Earlier this month, I watched “Breastfeeding Uncovered”, a documentary that aired on Channel Four in which presenter and new mum Kate Quilton tries to pinpoint why Britain has some of the lowest rates of breastfeeding in the world and my memories of my own breastfeeding struggles after my first child was born were vividly reawakened…
Among other lamentable observations (such as how she’s made to feel like a leper for breastfeeding in public), Quilton identifies one key issue which rings very true for my own experience:
She reports how from the minute babies are born in this country, and from the very first sniff of any problem with establishing breastfeeding, many mums describe an immense pressure from medical staff, friends and family to give their baby formula. Instead of new mums being supported to learn how to breastfeed successfully, it seems that many of us are far too quickly pushed into either ‘topping up’ with formula, or else abandoning breastfeeding altogether and switching over to bottle feeding.
Before talking more about my own experience, I want to emphasise that this post is in no way a criticism of women who choose to bottle feed. My concern is about this entirely unhelpful pressure to switch over to formula that mums who wish to breastfeed repeatedly experience.
After my son was born in New York five years ago, I experienced a severe postpartum haemorrhage. This meant that instead of the magical first 24 hours I imagined I’d experience with my long-awaited new baby, I was rushed off to emergency surgery straight after delivery, and then spent the first night in the recovery room, receiving blood transfusions and under constant monitoring. I did not see my baby again until the next afternoon.
This also meant that I missed out on the crucial first 24 hours for establishing breastfeeding. And that contrary to my plans, my son was formula fed for the first 24 hours of his life.
I took it upon myself thereafter to try and make up for lost time and did everything I could to get the breastfeeding going. It was a pretty relentless battle but it was really important to me so I didn’t give up. But with my body weak from the traumatic birth and blood loss, I found that I could not establish a strong milk supply quickly, even with long hours spent cluster feeding.
Given this reality, and knowing that my son was already used to formula due to my absence after his birth, I realised quite quickly that I would have to – at least initially – combine breast / formula feeding.
What I did not expect, however, was the screaming chorus of people all around me trying to persuade me to stop breastfeeding altogether and just give him formula.
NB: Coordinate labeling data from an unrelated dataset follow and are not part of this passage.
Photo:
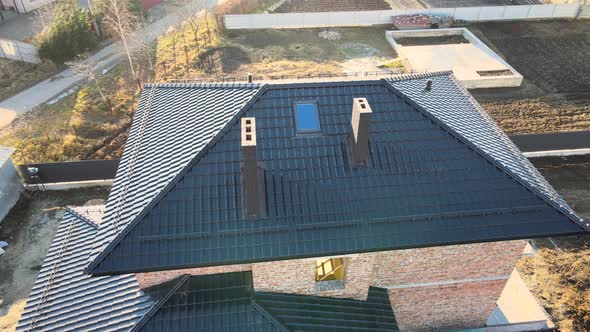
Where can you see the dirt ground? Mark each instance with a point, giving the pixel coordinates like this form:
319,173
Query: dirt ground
304,51
29,230
554,58
559,273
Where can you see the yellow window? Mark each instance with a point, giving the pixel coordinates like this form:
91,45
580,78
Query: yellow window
329,269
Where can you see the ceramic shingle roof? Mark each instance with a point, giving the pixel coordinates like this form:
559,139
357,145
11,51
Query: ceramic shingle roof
227,302
63,298
172,123
439,172
315,313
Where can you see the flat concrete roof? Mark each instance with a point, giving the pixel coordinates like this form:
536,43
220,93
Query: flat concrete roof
465,60
468,60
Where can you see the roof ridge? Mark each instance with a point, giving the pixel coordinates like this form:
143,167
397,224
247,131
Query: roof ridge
120,235
82,217
413,76
181,281
559,207
203,85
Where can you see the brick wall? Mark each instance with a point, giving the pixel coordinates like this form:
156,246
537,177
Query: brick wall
442,307
442,287
298,277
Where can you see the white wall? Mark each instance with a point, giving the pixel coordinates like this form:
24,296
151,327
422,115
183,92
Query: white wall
18,50
363,18
25,6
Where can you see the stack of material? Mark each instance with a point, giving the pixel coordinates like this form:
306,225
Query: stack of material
421,21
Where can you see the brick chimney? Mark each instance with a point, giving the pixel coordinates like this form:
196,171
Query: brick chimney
361,121
252,173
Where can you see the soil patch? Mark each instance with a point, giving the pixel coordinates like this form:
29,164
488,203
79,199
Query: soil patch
541,115
225,60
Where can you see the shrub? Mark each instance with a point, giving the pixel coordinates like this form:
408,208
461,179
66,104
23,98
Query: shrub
69,34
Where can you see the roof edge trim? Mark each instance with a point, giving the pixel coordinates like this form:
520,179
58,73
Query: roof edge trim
91,267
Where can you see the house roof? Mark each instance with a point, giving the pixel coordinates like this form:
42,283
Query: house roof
227,302
440,172
5,153
63,298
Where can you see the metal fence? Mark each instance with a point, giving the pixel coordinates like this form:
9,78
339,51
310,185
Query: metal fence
70,171
366,18
18,50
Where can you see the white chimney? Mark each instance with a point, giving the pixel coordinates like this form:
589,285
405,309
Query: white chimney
252,175
361,121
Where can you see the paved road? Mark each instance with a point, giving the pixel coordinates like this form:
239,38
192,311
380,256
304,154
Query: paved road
54,86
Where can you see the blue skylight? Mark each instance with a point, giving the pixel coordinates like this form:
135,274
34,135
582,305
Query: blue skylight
306,115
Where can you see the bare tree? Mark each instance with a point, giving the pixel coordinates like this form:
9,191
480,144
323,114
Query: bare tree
189,15
88,70
122,22
146,48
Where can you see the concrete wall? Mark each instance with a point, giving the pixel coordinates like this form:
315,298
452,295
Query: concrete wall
10,185
438,287
25,6
365,18
18,50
For a start, the temptingly easy ready-made formula bottles with their perfectly adaptable teats were constantly offered to me and baby for the couple of days I stayed in the hospital after the difficult birth. Formula was taken as a given by the medical staff at the New York hospital I was in – their question was only how often and how much did I want to give him, not if I wanted to give him formula at all.
No one told me that the more formula I give, the harder it would be to increase my milk supply. They just wanted the baby fed quickly and efficiently.
After coming home, with my ongoing milk supply issue, it felt like a near constant refrain from those around me to ‘just give formula’. Everyone was at it – doctors and nurses (in the US, unlike in the UK, there were no community midwife visits after birth, instead you take your baby to the paediatrician’s office), family, friends…
What did I need to struggle for when there was this easy alternative staring me in the face? This was the overriding voice I recall from those first few hazy sleep-deprived months.
It would have just been so easy to give in to the pressure. Formula was everywhere, screaming out “DRINK ME”. Especially as for all the time I was struggling, I knew that my baby preferred the formula as he got his fix more quickly. I was constantly questioning my choices and wondering if I had got it all wrong, feeling guilty and anxious. Was I needlessly making my baby suffer?
In the end, it turns out I’m a pretty stubborn mule, and I kept going. With the help of an electric pump, I started expressing five times a day to increase my supply; I learnt everything there was to know about natural supplements to boost milk supply. And thanks to a La Leche League friend, I finally overcame issues with my baby’s latch.
And with all this superhuman effort, after about four or five months of combined feeding, I achieved what seemed like the impossible – an exclusively breastfed baby. It was a wonderful sense of satisfaction.
Since that first-time struggle, I have given birth twice more (in the UK), and have had a positive experience exclusively breastfeeding for over a year both times.
If there is one thing I can conclude based on watching “Breastfeeding Uncovered” and my own story, it is that the whole narrative of health professionals (and our own peers) needs to change in relation to breastfeeding mums – especially if the UK is to tackle its low breastfeeding rates. Let the narrative be about helping new mums who wish to breastfeed make a success of it – and feel confident in their choice – not undermining them or pressurising them to give up.